A particle moves along the curve defined by the parametric equations $x\left(t\right)=2t$ and $y\left(t\right)=36-t^2$ for time $0\le t\le 6$. A laser light on the particle points in the direction of motion and shines on the x-axis.
a) What is the velocity vector of the particle?
$s=<2t,\:36-t^2>$, so $v=<2,\:-2t>$
My answer: $v=<2,\:-2t>$
b) Write an equation of the line tangent to the graph at $\left(2t,\:36-t^2\right)$ in terms of t and x.

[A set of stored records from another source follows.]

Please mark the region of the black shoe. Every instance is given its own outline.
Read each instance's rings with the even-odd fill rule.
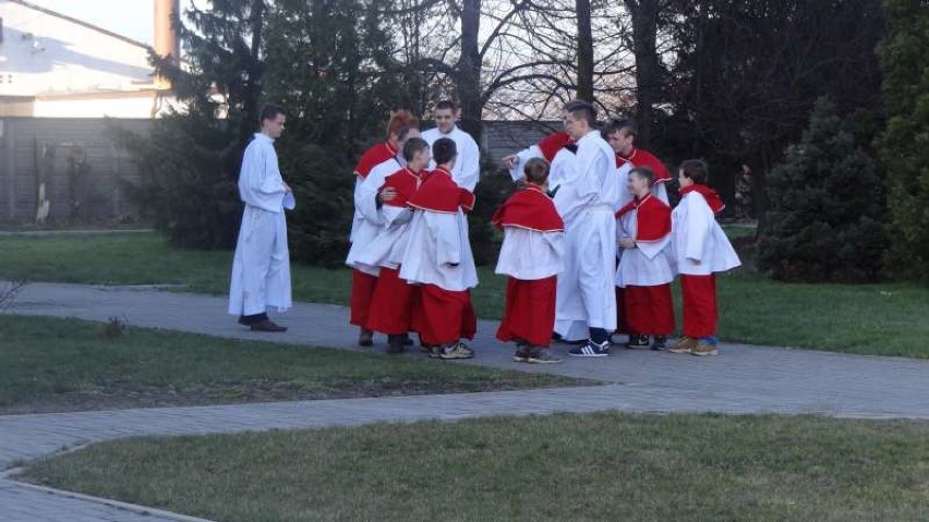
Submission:
[[[251,325],[252,331],[287,331],[286,326],[280,326],[277,323],[265,319],[254,325]]]
[[[637,348],[649,348],[649,336],[629,333],[629,342],[626,343],[626,348],[630,350],[635,350]]]

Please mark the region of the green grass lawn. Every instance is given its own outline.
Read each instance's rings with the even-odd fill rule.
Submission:
[[[929,425],[559,414],[136,438],[28,482],[224,521],[929,520]]]
[[[156,234],[0,236],[0,278],[91,283],[174,283],[222,294],[229,252],[184,251]],[[293,265],[299,301],[346,304],[351,272]],[[479,268],[478,314],[499,318],[505,279]],[[676,303],[680,303],[679,292]],[[750,267],[719,278],[724,341],[929,357],[929,288],[918,284],[791,284]],[[678,313],[678,325],[680,315]]]
[[[431,360],[0,315],[0,414],[591,385]]]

$\frac{dy}{dt}=-2t$ and $\frac{dx}{dt}=2$, so $\frac{dy}{dx}=\frac{-2t}{2}=-t$
My answer: $y-\left(36-t^2\right)=-t\left(x-2t\right)$ or $y=t^2-xt+36$
c) Express the x-coordinate of the point on the x-axis that the light hits as a function of t.

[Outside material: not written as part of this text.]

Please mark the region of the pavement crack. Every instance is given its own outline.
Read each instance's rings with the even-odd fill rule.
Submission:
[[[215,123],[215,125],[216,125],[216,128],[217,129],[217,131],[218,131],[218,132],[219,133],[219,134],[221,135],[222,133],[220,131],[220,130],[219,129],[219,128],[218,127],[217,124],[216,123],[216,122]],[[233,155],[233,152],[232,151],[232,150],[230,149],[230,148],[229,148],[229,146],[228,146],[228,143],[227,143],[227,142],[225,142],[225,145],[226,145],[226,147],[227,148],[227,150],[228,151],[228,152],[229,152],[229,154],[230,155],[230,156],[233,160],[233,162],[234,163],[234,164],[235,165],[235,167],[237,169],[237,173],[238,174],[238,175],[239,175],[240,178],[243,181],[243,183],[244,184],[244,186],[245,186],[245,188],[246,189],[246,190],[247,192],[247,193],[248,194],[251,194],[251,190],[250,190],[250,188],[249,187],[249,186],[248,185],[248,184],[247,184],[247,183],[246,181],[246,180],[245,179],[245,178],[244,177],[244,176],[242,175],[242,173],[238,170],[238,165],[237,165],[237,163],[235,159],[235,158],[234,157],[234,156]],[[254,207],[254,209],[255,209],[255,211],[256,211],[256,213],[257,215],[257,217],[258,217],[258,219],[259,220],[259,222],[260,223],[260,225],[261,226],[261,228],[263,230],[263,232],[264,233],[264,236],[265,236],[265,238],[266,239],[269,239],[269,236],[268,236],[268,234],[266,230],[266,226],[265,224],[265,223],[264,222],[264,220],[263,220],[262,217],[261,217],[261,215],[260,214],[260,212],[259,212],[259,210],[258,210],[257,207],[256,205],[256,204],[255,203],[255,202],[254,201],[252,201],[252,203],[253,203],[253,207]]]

Would I set $y=t^2-xt+36$ to 0 in order to get $x=\frac{t^2+36}{t}$?
d) At what time t is the light moving along the x-axis with the slowest speed? Justify your answer.

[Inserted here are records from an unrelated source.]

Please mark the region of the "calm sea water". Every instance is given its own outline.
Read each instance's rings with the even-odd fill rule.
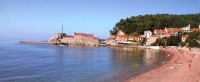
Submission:
[[[121,82],[164,61],[158,50],[0,43],[0,82]]]

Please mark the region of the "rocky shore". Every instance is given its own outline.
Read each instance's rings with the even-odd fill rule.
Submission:
[[[160,67],[133,76],[125,82],[200,82],[200,49],[161,49],[173,58]],[[168,54],[166,54],[168,55]],[[170,55],[171,56],[171,55]]]

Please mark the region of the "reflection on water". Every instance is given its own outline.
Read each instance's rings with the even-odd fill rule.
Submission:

I'm not sure what to do here?
From your answer to Part (c), the light beam's position (as time varies) along the $x$-axis is$$x=\frac{t^2+36}{t}.$$ So, its velocity along the $x$-axis is $$\frac{\mathrm dx}{\mathrm dt}.$$ So, its speed along the $x$-axis is $$\left|\frac{\mathrm dx}{\mathrm dt}\right|=\frac{\mathrm dx}{\mathrm dt}.$$ This speed is least when its derivative with respect to $t$ equals $0,$ i.e., when $$\frac{\mathrm d\left|\frac{\mathrm dx}{\mathrm dt}\right|}{\mathrm dt}=0,$$ i.e., when $\frac{\mathrm d^2x}{\mathrm dt^2},$ the light beam's acceleration along the $x$-axis, equals $0.$